On first sight it’s hard to understand why Dallas Buyers Club had such a long gestation. On paper it has all the elements proven to resonate with audiences; a stress tested template. It pits a character against the establishment, in doing so it provides them with a redemptive arc and it has a serious, award baiting subject matter. But it’s the latter that explains the financers’ reluctance. That subject is AIDS, the second least favourite topic in Hollywood after Scientology. American cinema’s treatment of the subject, no pun intended, has veered from the tepid (Philadelphia) to the invisible. Jean-Marc Vallee’s film is a great deal more matter-of-fact however, and takes a risk depicting a historic character who starts off every bit as bigoted, hateful and soft-minded as a Hollywood executive before entering a chrysalis of empathy and emerging a liberal.

Matthew McConaughey’s performance, as the Texan oil worker and “man’s man” who discovers he’s contracted HIV but is denied treatment on the grounds he’s too ill to be worthy of experimental medication, is notable not just for his physical transformation, though this is very stark indeed, but his character’s subtle and nuanced shift from a grandstanding, gay hating, hardon to a shrewd, learned businessman with a social conscience. Nothing it seems, radicalises the latent humanity in people like life truncated. It’s a fascinating trajectory for this buckaroo and McConaughey sells it with absolute conviction. A story like this could easily be upended using crass didactism, finger wagging and trite sentimentality but Vallee and his hard working star keep the wolf from the door.

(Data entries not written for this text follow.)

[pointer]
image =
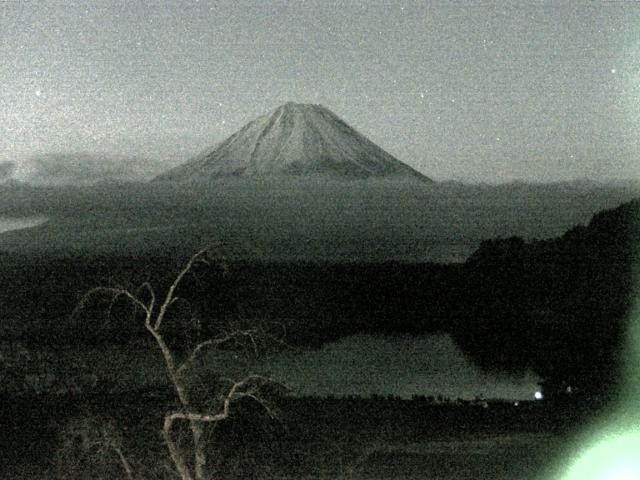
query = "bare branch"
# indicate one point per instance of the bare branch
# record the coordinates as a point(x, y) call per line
point(169, 299)
point(115, 293)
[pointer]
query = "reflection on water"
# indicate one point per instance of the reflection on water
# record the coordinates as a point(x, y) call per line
point(12, 223)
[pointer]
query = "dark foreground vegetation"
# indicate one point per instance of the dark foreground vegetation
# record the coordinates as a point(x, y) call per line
point(49, 437)
point(558, 307)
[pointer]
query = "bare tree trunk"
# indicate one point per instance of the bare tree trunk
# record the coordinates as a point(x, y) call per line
point(125, 464)
point(174, 452)
point(245, 388)
point(200, 456)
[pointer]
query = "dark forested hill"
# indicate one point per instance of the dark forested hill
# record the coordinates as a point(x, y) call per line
point(556, 306)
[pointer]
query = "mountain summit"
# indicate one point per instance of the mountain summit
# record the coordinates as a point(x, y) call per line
point(294, 139)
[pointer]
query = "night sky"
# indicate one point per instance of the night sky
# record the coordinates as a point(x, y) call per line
point(468, 91)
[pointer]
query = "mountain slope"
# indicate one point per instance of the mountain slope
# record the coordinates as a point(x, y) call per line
point(295, 139)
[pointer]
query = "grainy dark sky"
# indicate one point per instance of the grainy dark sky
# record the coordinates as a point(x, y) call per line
point(474, 91)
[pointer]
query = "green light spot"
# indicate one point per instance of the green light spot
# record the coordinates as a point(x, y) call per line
point(615, 458)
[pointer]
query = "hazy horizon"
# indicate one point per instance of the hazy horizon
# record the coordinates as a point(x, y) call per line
point(475, 93)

This, of course, isn’t just a story about struggling with HIV/AIDS and the poor treatment available in the formative years of the epidemic; it’s a good fashioned tale of moneyed interests infecting the medical establishment; a not so subtle reminder that what Americans crudely and inaccurately call socialised medicine, is in fact a necessary and vital bulwark against the market meddling in medical treatment. Woodruff’s battle with the Federal Drug Administration speaks to this in a way that’s vivid and moving. Watching a former bigot strike up a friendship with a transgender humanoid (wonderfully played by Jared Leto) and unite around this principle is both supremely satisfying and a worthy tribute to a brave man who dared to challenge his own prejudices as well as the vested interests in the American health care system.

Directed by: Jean-Marc Vallée

Country: US

Year: 2013

Running Time: 117 mins

Certificate: 15 for being underweight, supermarket violence and Jennifer Garner.